With both hands, I pulled on the long tough greens and out popped the bulb of garlic from the earth.  I shook off the soil and laid the garlic on the grass.

Then I did it eight more times.

Only one gave me a hard time.  So I gently dug around it with my hands to help loosen it.

The instructions that Kitty gave me when she also gave me the cloves of garlic to plant last fall said to let the garlic cure in a shaded area with good air circulation.

So I got the old table without a top that I use for skirting my wool and set it up on the front porch with a piece of chicken wire wrapped around the top of it.

As I sit on the porch writing this, I can smell the garlic which is behind me.

It will be ready to eat in two to three weeks.  I’ll save the biggest bulb to plant in the fall.

Some of the potatoes we had for dinner and kale from the garden

I also dug up some potatoes.  Those plants too I pulled up with both hands.  They came up dangling roots dirt and small red potatoes.   Then I reached down into the earth where the plant had been and dug up more potatoes that were left in the ground.

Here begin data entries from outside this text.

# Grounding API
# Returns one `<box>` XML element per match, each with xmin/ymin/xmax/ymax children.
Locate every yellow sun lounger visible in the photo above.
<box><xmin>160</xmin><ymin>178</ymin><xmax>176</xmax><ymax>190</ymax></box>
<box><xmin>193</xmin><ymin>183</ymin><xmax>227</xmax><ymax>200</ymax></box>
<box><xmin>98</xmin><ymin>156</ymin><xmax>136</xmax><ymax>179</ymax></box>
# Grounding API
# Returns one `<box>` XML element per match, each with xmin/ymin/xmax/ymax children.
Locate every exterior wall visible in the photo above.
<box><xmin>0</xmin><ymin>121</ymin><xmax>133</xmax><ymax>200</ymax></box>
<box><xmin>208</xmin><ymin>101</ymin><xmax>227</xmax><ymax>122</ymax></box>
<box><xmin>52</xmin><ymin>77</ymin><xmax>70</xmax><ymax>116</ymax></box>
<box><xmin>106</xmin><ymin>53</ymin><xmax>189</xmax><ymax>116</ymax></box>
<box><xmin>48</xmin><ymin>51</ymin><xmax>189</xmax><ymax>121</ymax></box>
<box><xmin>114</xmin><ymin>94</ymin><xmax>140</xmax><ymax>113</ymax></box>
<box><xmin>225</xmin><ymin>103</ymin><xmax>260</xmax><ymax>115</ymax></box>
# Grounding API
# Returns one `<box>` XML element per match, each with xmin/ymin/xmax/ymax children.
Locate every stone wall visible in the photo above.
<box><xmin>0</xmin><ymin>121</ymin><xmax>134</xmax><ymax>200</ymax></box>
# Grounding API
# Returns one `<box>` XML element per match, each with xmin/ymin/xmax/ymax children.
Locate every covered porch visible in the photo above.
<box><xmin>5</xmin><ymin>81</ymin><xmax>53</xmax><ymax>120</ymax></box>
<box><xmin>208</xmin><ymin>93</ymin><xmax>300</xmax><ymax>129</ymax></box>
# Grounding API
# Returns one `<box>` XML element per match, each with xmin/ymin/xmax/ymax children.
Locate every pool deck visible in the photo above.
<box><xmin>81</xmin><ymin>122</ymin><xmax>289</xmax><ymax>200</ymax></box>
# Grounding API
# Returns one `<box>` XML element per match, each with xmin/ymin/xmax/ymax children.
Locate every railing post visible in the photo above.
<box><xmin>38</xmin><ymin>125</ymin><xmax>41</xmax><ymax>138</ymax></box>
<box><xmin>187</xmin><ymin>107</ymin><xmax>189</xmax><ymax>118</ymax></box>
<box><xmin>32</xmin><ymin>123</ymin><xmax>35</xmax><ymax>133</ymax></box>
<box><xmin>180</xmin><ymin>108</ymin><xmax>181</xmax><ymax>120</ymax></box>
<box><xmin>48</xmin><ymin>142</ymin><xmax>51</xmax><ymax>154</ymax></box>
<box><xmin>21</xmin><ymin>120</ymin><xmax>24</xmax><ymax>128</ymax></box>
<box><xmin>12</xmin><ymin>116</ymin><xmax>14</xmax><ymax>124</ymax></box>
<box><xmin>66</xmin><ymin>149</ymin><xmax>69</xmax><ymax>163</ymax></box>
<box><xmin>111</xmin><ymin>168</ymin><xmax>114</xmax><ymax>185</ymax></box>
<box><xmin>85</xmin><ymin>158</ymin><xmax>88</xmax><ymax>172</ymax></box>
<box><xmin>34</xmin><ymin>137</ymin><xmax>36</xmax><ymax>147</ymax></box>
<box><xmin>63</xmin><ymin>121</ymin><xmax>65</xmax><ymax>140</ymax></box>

The big dark potato was rotten, but I roasted the others and a few more for dinner.  Along with them, we had sliced zucchini also from my garden and string beans from the farmer’s market.

I have a lot more potatoes and a bunch of overgrown tomato plants with lots of green tomatoes.   The one zucchini plant continues to grow as does the kale.

Nettle leaf

I also harvested a basket full of nettle and mint leaves today.  The nettles grow wild in the barnyard and pasture.  The mint grows right out the back door scattered throughout my flower garden.

They are both drying in the upstairs bedroom/office.  It’s the perfect place for drying herbs, warm without direct sunlight.

I’ll use both to make tea.

I just put the dry leaves and stems in a cup and pour boiling water over them. I  let it steep then strain out the leaves.  I drink the nettle tea from spring to fall to help alleviate hay fever.  Sometimes I mix the mint in for extra flavor.

But I especially like to drink the mint tea on late winter days to remind me of summer.

2 thoughts on “From My Garden

  1. Garlic is a wonderfully easy crop to grow! It stores well over the winter too so you could plant more cloves. I just harvested 168 bulbs! After it’s dried, I store it in a cool place in the cellar but also give it to appreciative family and friends. Of course I save the largest cloves to replant in mid-October. You can never have enough fresh garlic!